For successful fusion, adjacent maps must have a valid connection:
- Adjacent projects must overlap by at least 15m (15–30m recommended). Plan overlaps in feature-rich scenes and avoid open areas, long corridors, and smooth tunnels.
- For RTK-based fusion, RTK data must be valid for every project.
- For fusion based on relative or absolute control points, adjacent maps must share at least one control point with a matching name in the overlap region, and control point names must not be duplicated across projects.
Fusion limitations:
- Up to 10 maps can be fused at once, and each capture session must be under 20 minutes.
- Successfully fused maps are saved as sub-maps in a separate result folder.
- Fusion supports only data from the same device type.
- Use the standard XGRIDS metal control point base when placing control points.
Note: If coordinate transformation is required, all maps must have valid connections (relative control points or continuous scan), and at least 3 absolute control points (not collinear) must exist across all maps.
Project Settings
- Click Add Map to import the maps to be fused.
- The list displays each map's point name, file path, and mode.
- Adjust per-map processing in the Mode dropdown.
- Click the trash icon to remove a single map, or Clear to remove all.
- Set the base map — choose Auto or designate one.
- Set the output path.
- Optionally check Auto-load project after processing and Point Cloud Segmentation.

Basic Parameters
Same as Project Processing.
Coordinate Transformation
Same as Project Processing. Switch between maps to review.

Coloring
Same as Project Processing.

Accuracy Check
Verify scanned data accuracy by comparing checkpoint coordinates against a set of true values after transformation.
- Select the point cloud data requiring verification, then click Project Processing → Accuracy Check.
- Select checkpoints automatically or manually.
- Review the automatically selected points, and press
Escto exit selection once confirmed correct. - Click Calculate to complete the calculation.

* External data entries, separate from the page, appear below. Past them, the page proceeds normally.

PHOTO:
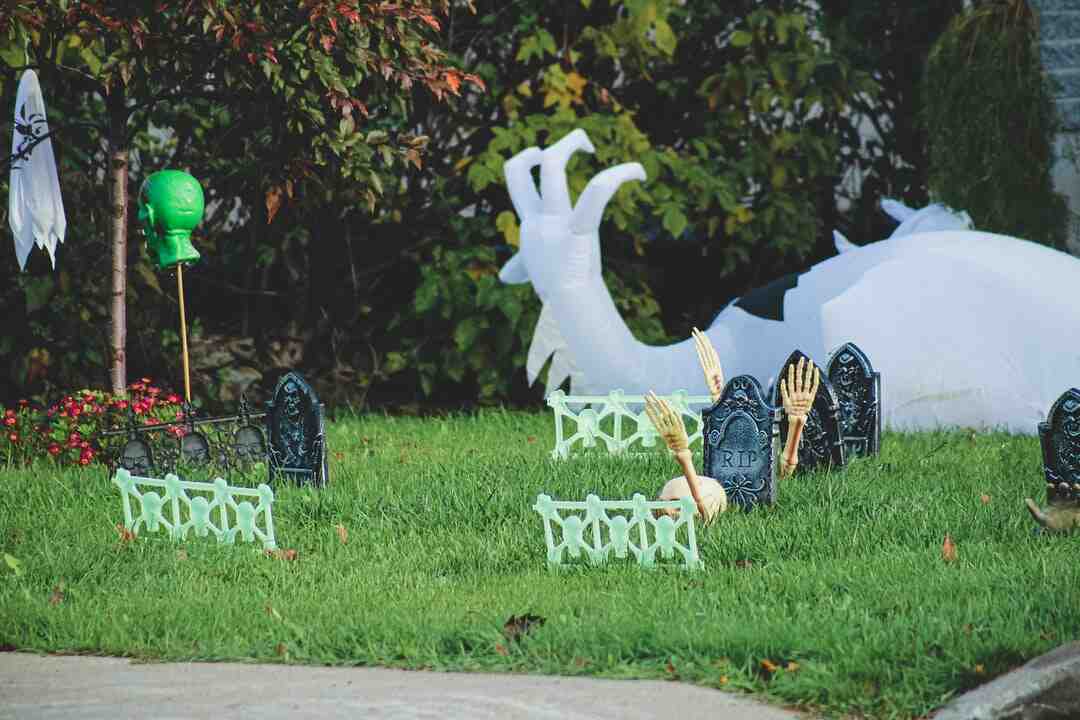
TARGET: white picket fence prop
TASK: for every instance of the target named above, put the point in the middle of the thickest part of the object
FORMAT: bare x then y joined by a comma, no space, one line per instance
197,510
616,535
586,421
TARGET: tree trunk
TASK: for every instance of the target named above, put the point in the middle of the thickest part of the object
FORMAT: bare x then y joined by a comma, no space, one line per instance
118,240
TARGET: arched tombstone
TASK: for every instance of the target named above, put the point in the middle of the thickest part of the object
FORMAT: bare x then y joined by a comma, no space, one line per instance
740,435
296,429
858,389
822,443
248,443
193,445
1060,436
136,458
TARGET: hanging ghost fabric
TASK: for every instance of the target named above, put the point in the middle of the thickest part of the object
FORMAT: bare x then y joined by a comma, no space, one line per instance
35,206
968,328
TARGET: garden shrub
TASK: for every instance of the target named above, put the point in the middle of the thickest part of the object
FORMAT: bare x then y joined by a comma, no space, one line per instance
991,122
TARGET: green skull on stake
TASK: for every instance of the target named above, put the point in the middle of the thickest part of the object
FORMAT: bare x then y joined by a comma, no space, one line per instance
171,206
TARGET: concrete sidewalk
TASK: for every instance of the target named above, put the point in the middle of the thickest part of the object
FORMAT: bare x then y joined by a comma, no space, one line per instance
46,687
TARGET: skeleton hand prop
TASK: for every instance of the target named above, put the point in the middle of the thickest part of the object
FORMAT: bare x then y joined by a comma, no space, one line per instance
710,364
797,390
706,492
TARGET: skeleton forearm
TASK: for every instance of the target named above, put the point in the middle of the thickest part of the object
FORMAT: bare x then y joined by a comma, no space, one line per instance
790,456
686,462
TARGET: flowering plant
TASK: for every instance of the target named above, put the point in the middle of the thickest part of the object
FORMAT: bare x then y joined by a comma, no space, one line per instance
68,431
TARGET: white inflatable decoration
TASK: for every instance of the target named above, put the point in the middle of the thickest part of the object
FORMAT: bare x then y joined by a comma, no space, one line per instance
967,328
35,206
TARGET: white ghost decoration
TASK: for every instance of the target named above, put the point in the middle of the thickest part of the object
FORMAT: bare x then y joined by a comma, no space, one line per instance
35,206
967,328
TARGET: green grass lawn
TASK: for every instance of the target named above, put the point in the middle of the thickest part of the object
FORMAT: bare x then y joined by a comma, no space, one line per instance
840,586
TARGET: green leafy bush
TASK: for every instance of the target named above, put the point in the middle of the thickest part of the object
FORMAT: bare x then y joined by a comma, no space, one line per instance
991,122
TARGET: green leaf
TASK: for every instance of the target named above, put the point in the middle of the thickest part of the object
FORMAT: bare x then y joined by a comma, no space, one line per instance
466,333
674,221
665,37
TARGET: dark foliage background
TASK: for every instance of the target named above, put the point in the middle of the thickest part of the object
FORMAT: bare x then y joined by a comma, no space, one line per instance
750,117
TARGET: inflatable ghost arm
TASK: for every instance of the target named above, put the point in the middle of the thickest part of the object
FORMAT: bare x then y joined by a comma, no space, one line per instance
561,255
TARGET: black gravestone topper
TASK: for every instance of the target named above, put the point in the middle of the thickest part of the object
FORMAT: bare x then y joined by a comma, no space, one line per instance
1061,448
297,432
859,390
822,444
740,433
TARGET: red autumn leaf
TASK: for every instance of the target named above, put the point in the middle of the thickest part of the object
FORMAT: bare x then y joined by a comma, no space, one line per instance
948,549
273,203
454,80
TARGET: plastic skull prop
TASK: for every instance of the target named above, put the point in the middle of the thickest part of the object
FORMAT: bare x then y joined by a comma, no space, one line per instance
171,206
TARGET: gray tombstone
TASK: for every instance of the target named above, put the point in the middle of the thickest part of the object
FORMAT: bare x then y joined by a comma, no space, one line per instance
822,443
859,391
297,432
194,448
1061,448
137,458
740,443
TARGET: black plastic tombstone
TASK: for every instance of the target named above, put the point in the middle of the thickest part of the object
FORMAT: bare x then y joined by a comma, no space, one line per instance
858,389
1061,448
297,432
740,433
822,444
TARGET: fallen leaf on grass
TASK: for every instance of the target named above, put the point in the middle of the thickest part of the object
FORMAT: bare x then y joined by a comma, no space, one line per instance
518,626
125,534
14,564
948,549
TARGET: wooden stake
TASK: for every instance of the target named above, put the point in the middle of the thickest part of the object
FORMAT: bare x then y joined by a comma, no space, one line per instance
184,333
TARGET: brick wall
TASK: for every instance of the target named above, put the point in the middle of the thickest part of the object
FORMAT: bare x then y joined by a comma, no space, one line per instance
1060,29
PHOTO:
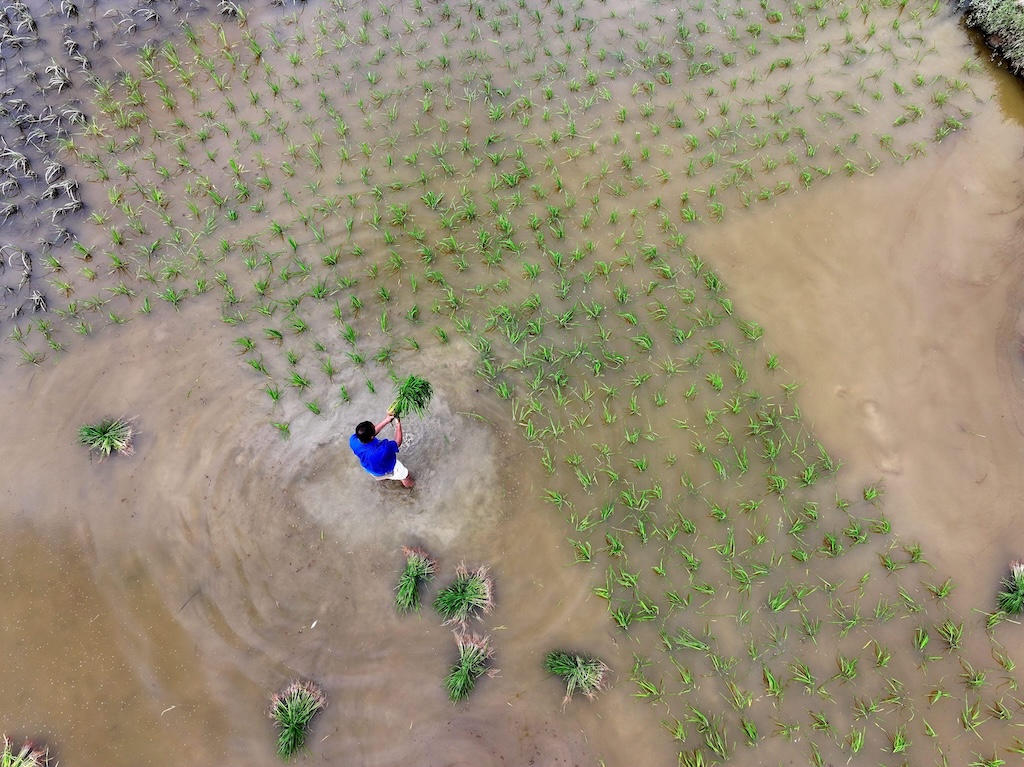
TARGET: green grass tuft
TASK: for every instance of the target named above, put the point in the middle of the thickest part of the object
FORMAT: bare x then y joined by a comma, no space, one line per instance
470,594
413,396
474,651
1003,24
582,673
28,756
293,710
110,435
420,567
1012,600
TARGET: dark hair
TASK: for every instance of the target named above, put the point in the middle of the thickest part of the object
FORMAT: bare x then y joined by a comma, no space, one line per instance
366,431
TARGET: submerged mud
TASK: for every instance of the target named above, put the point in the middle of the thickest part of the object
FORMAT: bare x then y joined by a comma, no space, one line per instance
264,214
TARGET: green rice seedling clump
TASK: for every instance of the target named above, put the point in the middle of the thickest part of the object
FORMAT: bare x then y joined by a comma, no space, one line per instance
28,756
413,396
110,435
1003,22
581,673
293,710
474,651
420,567
470,594
1012,600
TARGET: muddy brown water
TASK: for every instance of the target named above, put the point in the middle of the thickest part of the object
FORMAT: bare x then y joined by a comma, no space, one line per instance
154,602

Checkpoint selection in the point cloud
Parameter settings:
| Parameter | Description |
|---|---|
| Point Coordinate File | The true-value coordinate file for checkpoints, in .txt or .csv format: Point Name, Easting, Northing, Ellipsoidal Height (or Point Name, Y, X, Ellipsoidal Height) |
| Target Radius | Radius of the standard circular reflective target, default 0.15m, range 0.1–1m |
| Target Point Count | Minimum number of points required to detect a target during automatic extraction, default 50, range 50–200 |
| Max Matching Distance | Search radius between the target center and the true value, default 0.5m, range 0.01–1m |
Note: Automatic point selection requires XGRIDS reflective targets placed on checkpoints during acquisition. Pause briefly at each target while scanning to ensure enough target points are captured.
Manual point selection: Left-click checkpoint positions in the point cloud (a green label appears). To replace a point, reselect near it and click Yes when prompted. After selecting at least 3 points, press Esc to confirm and exit.
The software then calculates the coordinate differences, planar error, and elevation error (max, min, average) for each point pair, along with the mean square error for plane and elevation. Click Export to save the accuracy report, which defaults to the "Report" folder in the project directory.